Penelope, you should read your Facebook email.
i am befuddled. I fell in love with an alcholic although I didn’t know it at the time. we were togather for 9 year, two of which I was recovering from a major accident ands subsequent depression that went along with it. Afte all of this one day e tells me he wants my to leave. DUH. Talk about blindsided. Needeless to say between the accident, the breakup and the .loss pf a part time job that keot my head above water I had a mini break down. I got into sleeping pills ans xaxax, byut wht the hell I didn’t want to get put of bed let alone face the day. I see him ofen and he calls me many times ady and I am so confused as to why he does this. My pain is now turning into anger. Is this normal. Any feedback , good or bad will make me feel better. Ihave lost mu selkf convidence and ego and I know that some day it will come back, but so far it has been a failure. I still don’t understand how someone can love you and ask you to marry him and then when things are so bad he runs. what kind of man does this ?

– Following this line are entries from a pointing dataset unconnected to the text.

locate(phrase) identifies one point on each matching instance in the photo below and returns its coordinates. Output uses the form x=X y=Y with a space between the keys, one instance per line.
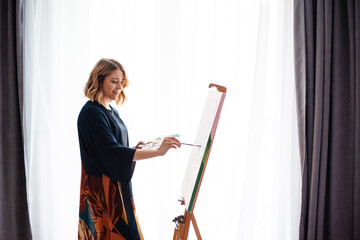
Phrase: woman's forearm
x=141 y=154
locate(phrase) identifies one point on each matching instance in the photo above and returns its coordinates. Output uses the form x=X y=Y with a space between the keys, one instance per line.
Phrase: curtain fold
x=327 y=47
x=14 y=217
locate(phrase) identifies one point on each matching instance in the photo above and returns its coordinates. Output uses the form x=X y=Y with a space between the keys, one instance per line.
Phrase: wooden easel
x=182 y=222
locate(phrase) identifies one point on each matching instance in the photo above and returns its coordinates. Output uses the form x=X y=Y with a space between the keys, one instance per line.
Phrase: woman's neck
x=105 y=102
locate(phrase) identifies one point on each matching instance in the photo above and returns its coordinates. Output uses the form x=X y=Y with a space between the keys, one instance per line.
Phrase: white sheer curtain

Excuse my typos…LOL it is late
Hi Penelope,
Thank you for sharing such personal aspects of your life to convey a point. I began my career in the non-profit and public sectors because I wanted to make a difference in society. At the time, I didn’t feel I fit into for-profit organizations because I believed the private sector was out to lie, cheat, and steal to make a buck, and this of course was and is not me. My generalized views about the private sector have changed. And as I’ve developed personally and professionally, finished college, and a graduate education, I’m very frustrated in the public sector because bureaucracy, complacency, and heavy politics do not jive with my creative and high-achieving personality, and entrepreneurial spirit. Now I face the challenge at 31, of leaping from the public to the private sector. My concern is that government employees are stigmatized as being “go with the status quo, I’ll do what you tell me to” kind of people, something not valued in the private sector. Of course, I won’t let this fear stop me from achieving my career goals. I’m confident that doors will open; however, I do need tips. That’s why I’m reading your blog, Penelope. Thanks for being such a great inspiration!
Oh! Wow its really a comical and jockey YouTube video posted at this place. thanks for sharing it.
I’ve been taking work from a poorly run corporation. Initially I thought when switching to the corporation I would be better off, more security. But now that I’m here, I’m seeing how poorly run it really is.
Sometimes you just don’t know what you’re getting into until you’re already in it.